(di Bulldog) FieraCavalli, chiusa. Wine2wine, solo virtuale. B-Open, idem. L’ultimo Dpcm emanato dalla Presidenza del Consiglio dei Ministri nella giornata di domenica affossa ogni chance di avere un bilancio 2020 presentabile per VeronaFiere sancendo di fatto la cessazione di ogni attività fieristica in presenza, dopo quella di convegni e congressi, fino al 24 novembre 2020.
 
«La decisione presa dal Governo, ancora una volta dall’oggi al domani, di impedire lo svolgimento delle rassegne nazionali e internazionali, dopo aver già fermato quelle regionali, locali, i convegni e i congressi, piomba come un macigno su un settore già molto penalizzato – evidenzia Maurizio Danese, presidente di Veronafiere spa –. È un fatto molto grave, perché il settore ha perso da marzo a settembre il 70% del fatturato ed a questo si aggiungono ora i danni pesanti dovuti alla sospensione immediata mentre molti quartieri, come il nostro, avevano già iniziato gli allestimenti per le manifestazioni che si sarebbero dovute tenere a breve e per le quali erano stati già predisposti anche ingenti investimenti in promozione e comunicazione».
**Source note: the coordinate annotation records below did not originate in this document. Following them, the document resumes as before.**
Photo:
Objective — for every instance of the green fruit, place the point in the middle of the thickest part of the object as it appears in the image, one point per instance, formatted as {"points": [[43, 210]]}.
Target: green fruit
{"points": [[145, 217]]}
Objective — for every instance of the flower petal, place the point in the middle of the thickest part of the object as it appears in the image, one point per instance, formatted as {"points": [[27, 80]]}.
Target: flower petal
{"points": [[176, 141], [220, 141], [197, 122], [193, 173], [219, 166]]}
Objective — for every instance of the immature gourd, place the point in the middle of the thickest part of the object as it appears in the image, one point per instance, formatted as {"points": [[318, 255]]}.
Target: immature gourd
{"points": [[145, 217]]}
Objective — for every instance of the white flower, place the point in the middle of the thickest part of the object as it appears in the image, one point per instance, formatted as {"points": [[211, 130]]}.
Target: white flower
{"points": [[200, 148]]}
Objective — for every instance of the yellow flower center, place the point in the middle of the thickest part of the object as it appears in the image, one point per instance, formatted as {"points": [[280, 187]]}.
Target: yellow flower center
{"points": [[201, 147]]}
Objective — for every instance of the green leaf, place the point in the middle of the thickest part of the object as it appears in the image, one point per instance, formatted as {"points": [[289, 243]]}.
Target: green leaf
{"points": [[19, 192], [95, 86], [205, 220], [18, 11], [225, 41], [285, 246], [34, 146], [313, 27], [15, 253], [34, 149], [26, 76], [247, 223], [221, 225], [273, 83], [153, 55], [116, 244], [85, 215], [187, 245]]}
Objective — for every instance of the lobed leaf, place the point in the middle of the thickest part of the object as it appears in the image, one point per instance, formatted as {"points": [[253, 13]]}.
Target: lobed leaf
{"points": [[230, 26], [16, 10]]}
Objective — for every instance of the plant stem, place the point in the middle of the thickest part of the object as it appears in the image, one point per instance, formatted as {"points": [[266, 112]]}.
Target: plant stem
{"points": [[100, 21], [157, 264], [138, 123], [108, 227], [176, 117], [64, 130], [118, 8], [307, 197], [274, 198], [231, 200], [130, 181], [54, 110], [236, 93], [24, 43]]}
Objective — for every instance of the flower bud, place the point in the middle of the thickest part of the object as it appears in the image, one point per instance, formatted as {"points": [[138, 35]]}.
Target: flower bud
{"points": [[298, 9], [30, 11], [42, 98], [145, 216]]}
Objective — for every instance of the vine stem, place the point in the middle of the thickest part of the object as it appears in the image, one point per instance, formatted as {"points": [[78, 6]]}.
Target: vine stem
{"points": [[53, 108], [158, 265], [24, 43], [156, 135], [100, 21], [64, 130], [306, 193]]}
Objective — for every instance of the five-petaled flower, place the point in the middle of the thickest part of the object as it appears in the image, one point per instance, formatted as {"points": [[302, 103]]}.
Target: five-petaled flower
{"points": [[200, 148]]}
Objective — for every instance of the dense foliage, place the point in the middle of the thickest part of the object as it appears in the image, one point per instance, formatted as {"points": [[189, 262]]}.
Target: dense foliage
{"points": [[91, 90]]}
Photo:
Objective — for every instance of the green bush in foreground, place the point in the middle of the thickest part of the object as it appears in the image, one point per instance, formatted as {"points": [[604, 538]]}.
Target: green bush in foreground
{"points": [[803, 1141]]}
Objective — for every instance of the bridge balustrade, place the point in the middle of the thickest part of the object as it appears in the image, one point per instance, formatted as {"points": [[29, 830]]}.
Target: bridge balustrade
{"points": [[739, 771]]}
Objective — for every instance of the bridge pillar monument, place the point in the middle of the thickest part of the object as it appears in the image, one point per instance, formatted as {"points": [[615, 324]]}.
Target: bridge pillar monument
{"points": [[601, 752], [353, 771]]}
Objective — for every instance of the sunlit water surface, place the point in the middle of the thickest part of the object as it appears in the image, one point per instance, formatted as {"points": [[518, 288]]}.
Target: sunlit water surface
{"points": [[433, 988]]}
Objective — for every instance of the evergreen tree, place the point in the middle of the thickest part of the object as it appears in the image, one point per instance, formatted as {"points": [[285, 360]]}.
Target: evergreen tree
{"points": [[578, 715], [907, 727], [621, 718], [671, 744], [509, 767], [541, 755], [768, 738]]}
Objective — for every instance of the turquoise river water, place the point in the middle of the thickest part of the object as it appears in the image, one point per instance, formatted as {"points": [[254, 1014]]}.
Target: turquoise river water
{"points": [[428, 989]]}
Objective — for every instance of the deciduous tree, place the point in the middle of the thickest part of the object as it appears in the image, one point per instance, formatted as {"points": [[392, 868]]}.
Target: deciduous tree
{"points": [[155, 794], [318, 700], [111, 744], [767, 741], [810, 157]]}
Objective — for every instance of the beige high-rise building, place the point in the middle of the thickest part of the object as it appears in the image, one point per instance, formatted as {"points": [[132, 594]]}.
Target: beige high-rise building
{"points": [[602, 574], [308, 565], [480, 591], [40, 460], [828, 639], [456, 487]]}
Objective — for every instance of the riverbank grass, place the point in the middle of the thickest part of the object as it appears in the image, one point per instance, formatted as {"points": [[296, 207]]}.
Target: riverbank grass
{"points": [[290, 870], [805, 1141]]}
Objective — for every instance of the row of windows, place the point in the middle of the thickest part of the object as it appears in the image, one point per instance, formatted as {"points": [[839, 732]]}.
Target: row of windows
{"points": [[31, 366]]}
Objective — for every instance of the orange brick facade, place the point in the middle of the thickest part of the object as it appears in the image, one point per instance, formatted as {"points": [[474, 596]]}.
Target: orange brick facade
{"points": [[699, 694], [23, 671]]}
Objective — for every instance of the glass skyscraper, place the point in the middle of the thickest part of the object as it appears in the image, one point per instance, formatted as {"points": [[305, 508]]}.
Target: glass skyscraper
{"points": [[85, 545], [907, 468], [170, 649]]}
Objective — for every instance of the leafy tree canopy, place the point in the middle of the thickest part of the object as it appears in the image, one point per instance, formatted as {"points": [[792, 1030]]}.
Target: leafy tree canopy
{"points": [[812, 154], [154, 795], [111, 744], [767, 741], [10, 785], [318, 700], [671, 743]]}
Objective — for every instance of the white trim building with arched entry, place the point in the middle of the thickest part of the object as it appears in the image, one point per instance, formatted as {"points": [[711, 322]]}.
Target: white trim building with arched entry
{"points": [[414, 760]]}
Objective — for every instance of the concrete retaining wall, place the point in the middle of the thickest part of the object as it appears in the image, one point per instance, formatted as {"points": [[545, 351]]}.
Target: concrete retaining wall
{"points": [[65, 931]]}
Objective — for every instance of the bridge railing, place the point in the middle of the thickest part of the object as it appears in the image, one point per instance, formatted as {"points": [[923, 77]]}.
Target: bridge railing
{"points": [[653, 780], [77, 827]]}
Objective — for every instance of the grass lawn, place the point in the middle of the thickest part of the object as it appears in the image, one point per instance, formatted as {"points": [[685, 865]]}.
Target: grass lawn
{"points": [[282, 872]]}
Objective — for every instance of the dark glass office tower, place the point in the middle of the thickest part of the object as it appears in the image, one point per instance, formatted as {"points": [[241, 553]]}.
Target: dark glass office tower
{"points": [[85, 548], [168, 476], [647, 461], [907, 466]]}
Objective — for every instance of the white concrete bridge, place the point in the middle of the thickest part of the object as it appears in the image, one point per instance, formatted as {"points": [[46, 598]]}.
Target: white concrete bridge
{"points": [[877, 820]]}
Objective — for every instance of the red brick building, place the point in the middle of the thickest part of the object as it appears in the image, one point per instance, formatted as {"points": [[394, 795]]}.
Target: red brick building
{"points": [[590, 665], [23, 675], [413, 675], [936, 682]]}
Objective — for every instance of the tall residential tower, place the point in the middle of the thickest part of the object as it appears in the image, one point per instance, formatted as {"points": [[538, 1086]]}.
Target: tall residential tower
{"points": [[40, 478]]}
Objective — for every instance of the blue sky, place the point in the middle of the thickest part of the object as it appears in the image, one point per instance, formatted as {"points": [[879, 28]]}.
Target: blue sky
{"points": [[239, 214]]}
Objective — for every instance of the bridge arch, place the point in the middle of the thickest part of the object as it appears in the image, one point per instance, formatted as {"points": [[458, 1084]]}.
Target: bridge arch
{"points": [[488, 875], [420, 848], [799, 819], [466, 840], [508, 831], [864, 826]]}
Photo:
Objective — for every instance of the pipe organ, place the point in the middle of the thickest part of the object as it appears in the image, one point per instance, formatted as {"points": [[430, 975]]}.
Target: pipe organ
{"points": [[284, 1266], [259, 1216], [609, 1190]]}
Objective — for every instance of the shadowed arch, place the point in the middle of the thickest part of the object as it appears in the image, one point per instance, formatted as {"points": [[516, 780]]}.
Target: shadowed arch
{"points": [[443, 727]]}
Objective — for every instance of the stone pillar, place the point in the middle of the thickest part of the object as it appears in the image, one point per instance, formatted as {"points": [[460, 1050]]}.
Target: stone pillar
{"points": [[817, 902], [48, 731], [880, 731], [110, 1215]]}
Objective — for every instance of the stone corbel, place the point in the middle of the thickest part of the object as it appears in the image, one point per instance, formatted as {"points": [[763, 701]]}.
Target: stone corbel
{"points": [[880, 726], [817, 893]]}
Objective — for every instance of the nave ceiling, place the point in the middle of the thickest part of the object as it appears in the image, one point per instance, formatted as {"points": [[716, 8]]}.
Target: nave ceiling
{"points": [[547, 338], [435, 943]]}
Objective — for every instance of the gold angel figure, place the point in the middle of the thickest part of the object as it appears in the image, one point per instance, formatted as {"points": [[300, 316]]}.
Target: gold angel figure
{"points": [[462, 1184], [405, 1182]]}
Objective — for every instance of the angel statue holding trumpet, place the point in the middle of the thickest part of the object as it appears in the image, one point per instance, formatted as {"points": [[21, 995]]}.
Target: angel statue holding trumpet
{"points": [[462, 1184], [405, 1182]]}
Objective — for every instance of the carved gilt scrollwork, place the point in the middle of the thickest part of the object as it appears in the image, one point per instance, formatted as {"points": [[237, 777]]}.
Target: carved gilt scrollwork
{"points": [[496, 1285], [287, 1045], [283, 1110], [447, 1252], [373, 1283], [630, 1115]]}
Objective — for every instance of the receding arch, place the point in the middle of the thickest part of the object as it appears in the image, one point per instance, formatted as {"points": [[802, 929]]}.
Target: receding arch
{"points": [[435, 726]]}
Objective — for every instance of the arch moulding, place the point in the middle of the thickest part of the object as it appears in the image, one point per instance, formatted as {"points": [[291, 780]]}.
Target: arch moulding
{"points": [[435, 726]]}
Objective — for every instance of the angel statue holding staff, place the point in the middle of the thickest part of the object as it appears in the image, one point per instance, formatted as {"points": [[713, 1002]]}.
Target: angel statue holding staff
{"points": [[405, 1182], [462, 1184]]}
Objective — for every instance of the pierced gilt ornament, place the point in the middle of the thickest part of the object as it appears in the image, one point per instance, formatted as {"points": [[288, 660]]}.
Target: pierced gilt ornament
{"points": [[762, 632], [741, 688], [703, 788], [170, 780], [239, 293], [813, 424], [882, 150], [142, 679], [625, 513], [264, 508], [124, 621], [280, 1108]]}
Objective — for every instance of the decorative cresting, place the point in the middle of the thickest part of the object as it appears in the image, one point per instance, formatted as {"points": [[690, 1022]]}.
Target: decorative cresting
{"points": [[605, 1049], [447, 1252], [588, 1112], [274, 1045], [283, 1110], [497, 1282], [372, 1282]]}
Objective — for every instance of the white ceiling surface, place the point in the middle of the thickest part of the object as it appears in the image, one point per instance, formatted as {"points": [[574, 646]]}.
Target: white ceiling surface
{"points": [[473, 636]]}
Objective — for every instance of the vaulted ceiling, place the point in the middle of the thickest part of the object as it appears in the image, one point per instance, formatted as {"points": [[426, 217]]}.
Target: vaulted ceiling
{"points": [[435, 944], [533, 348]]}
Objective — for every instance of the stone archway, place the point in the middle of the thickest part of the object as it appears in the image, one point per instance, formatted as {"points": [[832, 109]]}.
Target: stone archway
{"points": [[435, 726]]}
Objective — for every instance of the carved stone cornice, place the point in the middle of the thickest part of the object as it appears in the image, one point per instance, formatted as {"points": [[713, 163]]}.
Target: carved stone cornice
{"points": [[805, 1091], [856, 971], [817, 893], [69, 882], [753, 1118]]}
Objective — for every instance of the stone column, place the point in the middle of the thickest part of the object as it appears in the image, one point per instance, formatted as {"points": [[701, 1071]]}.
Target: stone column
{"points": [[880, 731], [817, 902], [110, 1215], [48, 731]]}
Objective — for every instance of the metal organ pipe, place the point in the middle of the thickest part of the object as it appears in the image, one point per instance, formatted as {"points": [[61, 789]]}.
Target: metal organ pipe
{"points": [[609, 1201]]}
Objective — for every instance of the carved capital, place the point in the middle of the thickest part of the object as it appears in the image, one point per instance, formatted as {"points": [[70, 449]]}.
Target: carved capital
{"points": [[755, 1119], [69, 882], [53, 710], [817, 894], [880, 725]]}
La situazione diventa drammatica con ricadute ad oggi imprevedibili. La situazione in Europa è altrettanto pesante: sono state cancellate 3mila300 fiere e manifestazioni, le perdite dirette delle fiere continentali sono state di 39 miliardi€, le perdite dell’economia europea è ad oggi di 124 miliardi. C’è un generalizzato problema di liquidità che porterà – questo si attende l’associazione che raggruppa i maggiori venti poli fieristici europei – ad una stagione di fusioni e accorpamenti. Le fiere tedesche e inglesi hanno già ricevuto robuste iniezioni di capitali freschi; quelle italiane sono in balia di Conte & Gualtieri e dei loro rimborsi a babbo morto. Per Verona che deve presentare a breve il progetto per il nuovo aumento di capitale – ed un conseguente piano industriale, tema sul quale si era impuntata la Fondazione CariVerona per dar corso alla propria adesione con un contestuale rinnovamento del management – le perdite erano, prima dell’ultimo lockdown, pari al 70% del fatturato. Ora bisognerà ritoccare questo dato all’insù e dar fondo alle linee di credito aperte nell’emergenza ed agli anticipi dati dai clienti delle edizione rimandate di una annualità, come il Vinitaly. In altre parole, l’aumento di capitale non è più indifferibile, con denaro fresco che deve arrivare velocemente nelle casse dell’ente. Quale scenario si apre? Il primo è più un auspicio: che i soci veronesi e veneti mettano mano al portafoglio per mettere in sicurezza la Fiera e soprattutto le sue fierepagadebit“: Vinitaly e FieraCavalli su tutte che producono una buona parte del cash-flow; il secondo è quello di un accordo con realtà italiane o straniere in grado di apportare stabilità. Bologna e Rimini vanno verso una fusione entro la primavera del 2021 (anche il Comune di Vicenza, azionista di minoranza a Rimini, è d’accordo) creando un polo da 400 milioni di fatturato pre-Covid.

«La nostra attività – sottolinea il dg Giovanni Mantovani – diventa digitale al 100% per le iniziative Wine2Wine exhibition, OperaWine, wine2wine business forum e B/Open, in programma dal 21 al 24 novembre, mentre Job&Orienta (25/27 novembre), la mostra convegno dedicata a scuola, formazione e lavoro era stata già programmata solo in modalità online. Il consiglio di amministrazione valuterà a stretto giro come procedere con Verona Mineral Show Geo Business (27/29 novembre) e ArtVerona, in calendario dal 10 al 13 dicembre, che ha già l’adesione di oltre 120 gallerie. Resta invariato invece il calendario estero, che prevede in presenza Wine To Asia a Shenzhen il 20 e 21 novembre e Vinitaly Russia a Mosca e San Pietroburgo in modalità ibrida». L’online – tutto in outsourcing per VeronaFiere, cosa che appare paradossale alla luce degli investimenti fatti nel recente passato per la componente tecnologica dell’ente – fa tanti numeri, ma porta molto meno fatturato nelle casse della fiera. E oggi serve il cash, soprattutto il cash.